We would devise elaborate games.
"If you had $100 (an unthinkable amount to a child in those days) what would you buy?"
Well, mathematics skills were put to the test as we figured, refigured, prioritized and ranked our selections. Those being the days before the advent of hand-held calculators, we wore out lots of erasers doing our figuring.
Looking back, I'm amazed at the importance we placed on that catalog. After all, we didn't take scouting trips to "Toys R Us" or the big retailers. We didn't have access to internet stores where everything under the sun was available. We had the catalog, and everything worth having, we figured, was included between those covers.
So, it was with nostalgia, and a bit of relief, when my 6-year old, who does have access to those things, grabbed hold of the catalog for dear life and wouldn't let go.
He spent some delightful hours over the weekend laboriously marking promising items with an "OK." When his mom noted that there were certainly a lot of "OKs" on the pages, he explained that this was just his "first-look."
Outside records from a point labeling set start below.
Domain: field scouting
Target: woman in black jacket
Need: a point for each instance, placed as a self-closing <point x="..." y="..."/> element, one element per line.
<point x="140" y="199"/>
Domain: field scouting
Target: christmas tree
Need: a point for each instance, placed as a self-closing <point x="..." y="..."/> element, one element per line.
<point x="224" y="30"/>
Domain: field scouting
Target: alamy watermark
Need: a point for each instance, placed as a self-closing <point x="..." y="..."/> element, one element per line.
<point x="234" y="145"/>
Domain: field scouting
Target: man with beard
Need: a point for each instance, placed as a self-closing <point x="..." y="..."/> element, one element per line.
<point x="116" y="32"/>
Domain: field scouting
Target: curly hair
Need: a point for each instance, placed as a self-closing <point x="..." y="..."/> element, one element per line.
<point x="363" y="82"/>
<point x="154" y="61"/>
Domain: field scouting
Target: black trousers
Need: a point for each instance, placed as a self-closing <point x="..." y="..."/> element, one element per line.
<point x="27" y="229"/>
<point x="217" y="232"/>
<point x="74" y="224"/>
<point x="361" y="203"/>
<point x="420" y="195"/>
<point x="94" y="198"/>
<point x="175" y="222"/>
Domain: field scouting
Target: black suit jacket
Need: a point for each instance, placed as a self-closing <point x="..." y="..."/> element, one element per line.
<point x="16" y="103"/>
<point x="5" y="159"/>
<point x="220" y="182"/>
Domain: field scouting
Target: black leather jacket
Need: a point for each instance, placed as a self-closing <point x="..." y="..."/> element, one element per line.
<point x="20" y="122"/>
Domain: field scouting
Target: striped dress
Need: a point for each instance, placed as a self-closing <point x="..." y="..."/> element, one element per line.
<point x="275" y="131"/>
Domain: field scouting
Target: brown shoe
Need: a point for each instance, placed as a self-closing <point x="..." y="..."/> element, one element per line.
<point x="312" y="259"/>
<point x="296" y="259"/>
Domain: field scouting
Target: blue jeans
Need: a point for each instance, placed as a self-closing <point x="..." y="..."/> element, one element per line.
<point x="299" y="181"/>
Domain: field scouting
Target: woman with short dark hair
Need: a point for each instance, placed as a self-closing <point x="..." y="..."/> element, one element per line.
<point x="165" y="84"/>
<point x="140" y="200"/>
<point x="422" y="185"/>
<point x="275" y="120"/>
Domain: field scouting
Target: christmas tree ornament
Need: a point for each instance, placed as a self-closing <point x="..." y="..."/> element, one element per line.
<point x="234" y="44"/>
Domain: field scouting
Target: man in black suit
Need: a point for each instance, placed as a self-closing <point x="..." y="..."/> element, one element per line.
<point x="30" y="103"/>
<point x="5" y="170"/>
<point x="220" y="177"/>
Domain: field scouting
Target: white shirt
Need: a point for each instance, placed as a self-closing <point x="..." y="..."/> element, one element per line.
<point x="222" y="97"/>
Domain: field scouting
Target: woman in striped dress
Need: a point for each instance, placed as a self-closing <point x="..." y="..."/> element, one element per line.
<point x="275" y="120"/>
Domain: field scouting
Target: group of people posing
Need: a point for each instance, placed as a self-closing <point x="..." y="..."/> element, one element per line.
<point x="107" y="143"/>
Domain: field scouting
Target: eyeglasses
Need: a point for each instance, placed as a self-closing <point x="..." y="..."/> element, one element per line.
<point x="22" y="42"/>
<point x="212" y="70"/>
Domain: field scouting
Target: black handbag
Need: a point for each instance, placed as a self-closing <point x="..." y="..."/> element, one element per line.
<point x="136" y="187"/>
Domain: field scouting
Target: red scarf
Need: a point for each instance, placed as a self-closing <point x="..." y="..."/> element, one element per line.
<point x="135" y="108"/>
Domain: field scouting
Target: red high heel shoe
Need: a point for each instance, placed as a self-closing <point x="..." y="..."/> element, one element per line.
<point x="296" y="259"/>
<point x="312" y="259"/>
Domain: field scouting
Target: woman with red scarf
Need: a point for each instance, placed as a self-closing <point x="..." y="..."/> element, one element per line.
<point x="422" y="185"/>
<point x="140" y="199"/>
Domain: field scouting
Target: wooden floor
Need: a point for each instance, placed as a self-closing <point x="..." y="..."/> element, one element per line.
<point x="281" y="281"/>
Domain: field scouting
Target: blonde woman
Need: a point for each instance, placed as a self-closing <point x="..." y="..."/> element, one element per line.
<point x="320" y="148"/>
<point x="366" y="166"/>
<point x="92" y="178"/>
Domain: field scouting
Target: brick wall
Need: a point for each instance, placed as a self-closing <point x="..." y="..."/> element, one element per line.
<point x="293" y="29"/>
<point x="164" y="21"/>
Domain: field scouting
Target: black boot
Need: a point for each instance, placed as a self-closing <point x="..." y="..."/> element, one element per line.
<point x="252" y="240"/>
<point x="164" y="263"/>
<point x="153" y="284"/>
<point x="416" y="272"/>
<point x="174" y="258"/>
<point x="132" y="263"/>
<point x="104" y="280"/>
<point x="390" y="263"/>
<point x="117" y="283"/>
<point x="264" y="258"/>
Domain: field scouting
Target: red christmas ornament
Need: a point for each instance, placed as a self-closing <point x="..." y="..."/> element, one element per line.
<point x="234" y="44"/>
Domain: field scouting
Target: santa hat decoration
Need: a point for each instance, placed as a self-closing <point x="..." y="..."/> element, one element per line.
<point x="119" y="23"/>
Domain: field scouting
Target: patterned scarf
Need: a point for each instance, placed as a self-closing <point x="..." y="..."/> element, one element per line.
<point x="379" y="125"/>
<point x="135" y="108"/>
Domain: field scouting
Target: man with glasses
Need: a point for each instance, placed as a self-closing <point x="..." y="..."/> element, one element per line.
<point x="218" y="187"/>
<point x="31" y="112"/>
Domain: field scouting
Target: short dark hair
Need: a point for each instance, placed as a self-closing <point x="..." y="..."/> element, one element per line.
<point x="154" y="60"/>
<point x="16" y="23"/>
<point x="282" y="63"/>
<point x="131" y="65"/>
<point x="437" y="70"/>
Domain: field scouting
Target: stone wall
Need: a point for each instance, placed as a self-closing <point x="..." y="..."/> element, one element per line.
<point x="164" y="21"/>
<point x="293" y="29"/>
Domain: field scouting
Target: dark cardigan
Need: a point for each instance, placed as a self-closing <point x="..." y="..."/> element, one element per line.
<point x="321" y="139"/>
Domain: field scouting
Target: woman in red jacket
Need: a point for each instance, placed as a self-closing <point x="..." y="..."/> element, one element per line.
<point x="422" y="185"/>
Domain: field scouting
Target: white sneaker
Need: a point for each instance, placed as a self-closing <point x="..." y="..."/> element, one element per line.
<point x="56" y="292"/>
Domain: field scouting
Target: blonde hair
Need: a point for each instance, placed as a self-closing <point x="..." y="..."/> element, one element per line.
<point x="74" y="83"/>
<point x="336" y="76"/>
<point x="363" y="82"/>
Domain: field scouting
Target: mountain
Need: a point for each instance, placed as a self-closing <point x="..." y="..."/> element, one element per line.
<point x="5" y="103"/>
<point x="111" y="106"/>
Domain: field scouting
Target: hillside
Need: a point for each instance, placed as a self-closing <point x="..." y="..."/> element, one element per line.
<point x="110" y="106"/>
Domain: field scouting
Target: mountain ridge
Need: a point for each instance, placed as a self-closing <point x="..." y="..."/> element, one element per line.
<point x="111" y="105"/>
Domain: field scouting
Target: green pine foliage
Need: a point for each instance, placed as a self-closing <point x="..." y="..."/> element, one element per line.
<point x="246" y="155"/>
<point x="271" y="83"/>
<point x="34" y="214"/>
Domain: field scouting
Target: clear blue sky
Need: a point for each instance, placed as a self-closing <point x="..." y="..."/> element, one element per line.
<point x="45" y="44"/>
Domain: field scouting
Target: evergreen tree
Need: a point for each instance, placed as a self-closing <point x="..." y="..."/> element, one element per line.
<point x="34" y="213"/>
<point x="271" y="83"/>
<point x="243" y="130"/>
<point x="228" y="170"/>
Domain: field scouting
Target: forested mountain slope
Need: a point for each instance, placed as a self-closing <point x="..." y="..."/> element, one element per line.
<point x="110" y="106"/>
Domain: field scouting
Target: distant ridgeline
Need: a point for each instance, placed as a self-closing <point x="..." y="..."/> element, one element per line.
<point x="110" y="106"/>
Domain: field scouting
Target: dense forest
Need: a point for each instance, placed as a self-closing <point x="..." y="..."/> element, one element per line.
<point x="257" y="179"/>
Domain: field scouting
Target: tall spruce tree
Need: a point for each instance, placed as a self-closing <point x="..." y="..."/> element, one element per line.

Ah, the magic of genetics! Without a word said, a fond memory shared or coaching, he understood that the true fun of the catalog was not the acquisition, but the dreaming.
While he's an only child, with no brothers or sisters fighting for the book, his mom went through the "rules of the catalog." His mom and dad needed their turns.
After all, you're never too old to dream.
Paula Buenger is the editor of the Spencer Daily Reporter, and an occasional contributor to the Pilot-Tribune.